We checked in with Deborah Heffner, the housing strategy director at Community Advocates, a social service nonprofit in Milwaukee, to answer questions about the process.

How many people have you served?

Community Advocates has around 1,500 applications in our backlog. But we have reviewed about 1,100 of those. We are playing catch up and making sure we do our due diligence at the same time.

How long should people wait to hear back?

Wait at least five days once you complete the application. Once you are approved, it will take about seven to 10 days to process payments.

Is there a best time to call?

We prefer email, but we are working on being able to do live calls.

How can people make the process easier?

  • Understand the eligibility. We offer different services depending on your situation. It would help us and those we serve if people would be sure they meet eligibility before applying.
  • We ask that tenants and landlords work together. Tenants should let their landlord know you applied for assistance as soon as possible. Use the confirmation email we send you if necessary. If a tenant tells you that they applied, hold off on filing eviction.

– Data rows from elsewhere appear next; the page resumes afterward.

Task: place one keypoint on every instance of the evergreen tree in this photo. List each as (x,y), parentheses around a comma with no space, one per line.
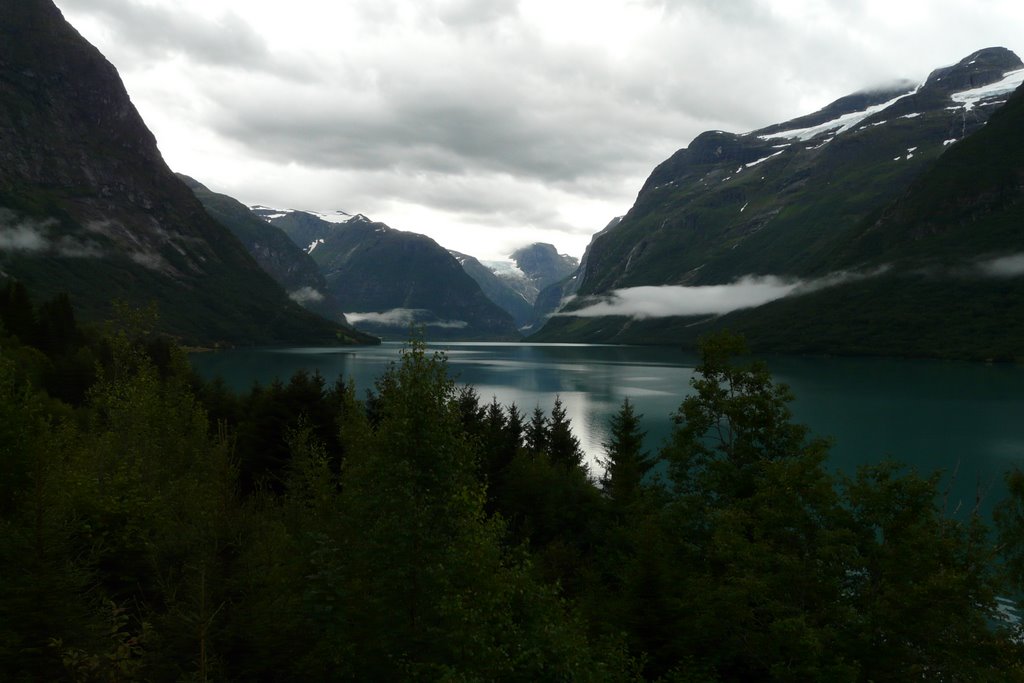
(627,463)
(563,446)
(536,433)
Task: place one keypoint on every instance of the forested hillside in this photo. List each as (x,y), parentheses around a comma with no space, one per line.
(154,526)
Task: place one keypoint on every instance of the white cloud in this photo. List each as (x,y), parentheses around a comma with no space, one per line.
(305,295)
(670,301)
(403,317)
(23,238)
(504,119)
(1005,266)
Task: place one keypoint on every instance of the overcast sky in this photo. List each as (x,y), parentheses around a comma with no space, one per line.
(489,124)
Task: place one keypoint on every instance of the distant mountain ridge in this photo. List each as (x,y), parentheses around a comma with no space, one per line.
(387,280)
(88,206)
(290,265)
(814,198)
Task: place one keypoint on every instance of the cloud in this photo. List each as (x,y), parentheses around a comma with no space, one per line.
(157,32)
(403,317)
(671,301)
(27,235)
(645,302)
(23,238)
(305,295)
(560,107)
(1004,266)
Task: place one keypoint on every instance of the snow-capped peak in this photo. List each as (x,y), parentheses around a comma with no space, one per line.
(838,125)
(1010,82)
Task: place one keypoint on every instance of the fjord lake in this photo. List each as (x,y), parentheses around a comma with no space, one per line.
(963,418)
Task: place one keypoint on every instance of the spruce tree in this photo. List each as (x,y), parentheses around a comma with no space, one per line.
(627,463)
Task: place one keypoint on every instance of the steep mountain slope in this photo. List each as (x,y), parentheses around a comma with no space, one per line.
(954,248)
(920,229)
(291,266)
(537,266)
(497,289)
(772,201)
(88,206)
(386,280)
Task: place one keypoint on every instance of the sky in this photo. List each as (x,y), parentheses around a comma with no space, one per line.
(492,124)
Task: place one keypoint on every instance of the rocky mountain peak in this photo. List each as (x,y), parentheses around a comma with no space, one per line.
(976,70)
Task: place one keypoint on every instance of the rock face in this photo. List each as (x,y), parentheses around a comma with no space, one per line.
(386,280)
(497,289)
(87,204)
(918,185)
(775,200)
(291,266)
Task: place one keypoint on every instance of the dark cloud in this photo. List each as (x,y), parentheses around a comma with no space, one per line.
(155,32)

What are the criteria for eligibility?

Everything someone needs to know can be found on our rental assistance page.

Does meeting eligibility make funds immediately available?

Not immediately. We are working on a first come-first serve basis, but if you meet eligibility and funds are available, you should receive the funds.

How many people work for this program?

We have seven case managers and we hired 20 temporary team members to assist with both the rent assistance and energy programs.

Was Community Advocates prepared for this volume of interest?

I do not think anyone was ready for this.

What changes have been made to assist the program?

We are working on adding a night shift so people can be working around the clock. While we are not providing in-person services, we do still have an application pickup and drop-off at 728 N. James Lovell St. as we realize that not everyone has access (or wants) to apply online. We have a team member now reviewing those hard copy applications on the spot so the applicant knows if they are missing anything that would hold up the process. They can also photocopy anything needed as part of the drop- off process as well.

Anything else people should know?

We are working to make this run as smoothly as possible for everyone. No one could have prepared for this, but we are working to perfect this system because we know things will get worse.


Agencies working together

Community Advocates and SDC have been working in partnership to get more people the assistance they need.

“Community Advocates partnered with us serving people through our grant until they got their own,” Hinton said. “Now we work together, making sure maximum people are served from either grant because qualification is different for both.”


A need for even more money

The SDC is advocating for another pool of money, Hinton said.

“The eligibility for these two programs is very specific,” he said. “Everyone is struggling right now, so there needs to be another option.”

Milwaukee Alderman Khalif Rainey agrees.

“I kind of foresaw this very situation,” he said. “This is why I voted to extend the eviction moratorium.”

“If rent assistance programs continue to struggle, there will be an issue on top of an issue,” Rainey said.